Cosa ci dice, allora, questo dibattito sui movimenti di oggi, quelli della ‘terza ondata’ come Black Lives Matter? Il loro focus è sul razzismo sistemico o strutturale, termine che ancora non si usava negli anni Settanta. L’indirizzo identitario è stato però condotto fino alle sue estreme conseguenze, e così il tema della responsabilità, trasformato nel concetto di «fragilità bianca» e trasportato in una più ampia dimensione intersezionale. Oggi, in un clima dominato da costanti accuse di microaggressioni, appropriazione culturale, infrazioni ai codici della correttezza politica, questo dibattito sarebbe improbabile. E certamente lo stesso Baldwin, scomparso nel 1987, si stupirebbe nell’apprendere che i suoi eredi considerano una microaggressione razzista (in quanto espressione di ‘color blindness’, o indifferenza al colore) la frase – per lui come per Mead evidentemente scontata – con cui apriva la terza parte del libro: “Noi siamo la razza umana. In fondo ce n’è una sola, no?”

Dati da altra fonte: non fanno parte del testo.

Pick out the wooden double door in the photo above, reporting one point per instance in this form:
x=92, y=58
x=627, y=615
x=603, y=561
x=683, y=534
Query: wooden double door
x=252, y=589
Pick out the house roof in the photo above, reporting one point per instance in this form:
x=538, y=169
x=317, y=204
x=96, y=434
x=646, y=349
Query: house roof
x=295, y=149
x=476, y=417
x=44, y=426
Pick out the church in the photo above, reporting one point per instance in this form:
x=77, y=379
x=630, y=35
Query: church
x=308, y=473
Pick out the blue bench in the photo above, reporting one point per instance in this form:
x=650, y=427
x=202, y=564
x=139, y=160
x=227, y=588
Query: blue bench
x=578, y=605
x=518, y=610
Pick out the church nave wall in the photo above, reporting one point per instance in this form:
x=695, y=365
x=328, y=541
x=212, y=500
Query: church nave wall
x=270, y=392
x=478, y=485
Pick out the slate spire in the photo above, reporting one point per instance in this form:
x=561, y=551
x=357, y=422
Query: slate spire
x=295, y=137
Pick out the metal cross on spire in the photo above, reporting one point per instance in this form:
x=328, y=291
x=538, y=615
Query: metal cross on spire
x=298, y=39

Ciò che ho tratto maggiormente da questo dialogo è stata la sensazione che questo tipo di conversazione sarebbe quasi impensabile oggi. Il viaggio potrebbe essere più difficile per i lettori che non hanno ricordi di prima mano di quell'epoca, ma penso che valga comunque la pena farlo, anche perché come società stiamo ancora lottando per comunicare attraverso le diverse faglie della nostra cultura. Per sperimentare i contesti dell'emozione, vi segnalo una versione audio di questo dialogo, disponibile su YouTube che consiglio vivamente per poter vivere l’esperienza completa. Le interviste sono forse il 60% di ciò che viene detto e il resto è come viene detto. Stanno ridendo tra loro? Sono sorridenti? Si appoggiano? Com'è il loro tono? Tante parti di questo libro, in particolare l'ultima sezione, potrebbero risultare molto diverse se ci fossero delle didascalie sulle azioni, le emozioni e le espressioni che accompagnano le parole dette. Nelle prime due sezioni ci sono sufficienti indizi in ciò che viene detto per pensare che probabilmente stanno andando d'accordo, ma è davvero difficile dire se alla fine non stiano urlando passivamente l'uno sull'altro.
Mead e Baldwin, attingendo dalle loro esperienze personali per suggerire come costruire una società migliore retta dall’uguaglianza, entrambi sono carichi di speranze, tenendo conto che l’idea di un altro mondo è possibile. E quel che colpisce nel dialogo infatti, al di là degli argomenti, è proprio il fuoco che li scalda, la tensione che li sorregge. Sviscerando il presente, i due fanno ipotesi di futuro, ma senza censurare il passato, come fa oggi la ‘Cancel Culture’, quando attua un revisionismo del passato alla luce dei valori attuali, per farlo aderire a un’immagine politicamente corretta.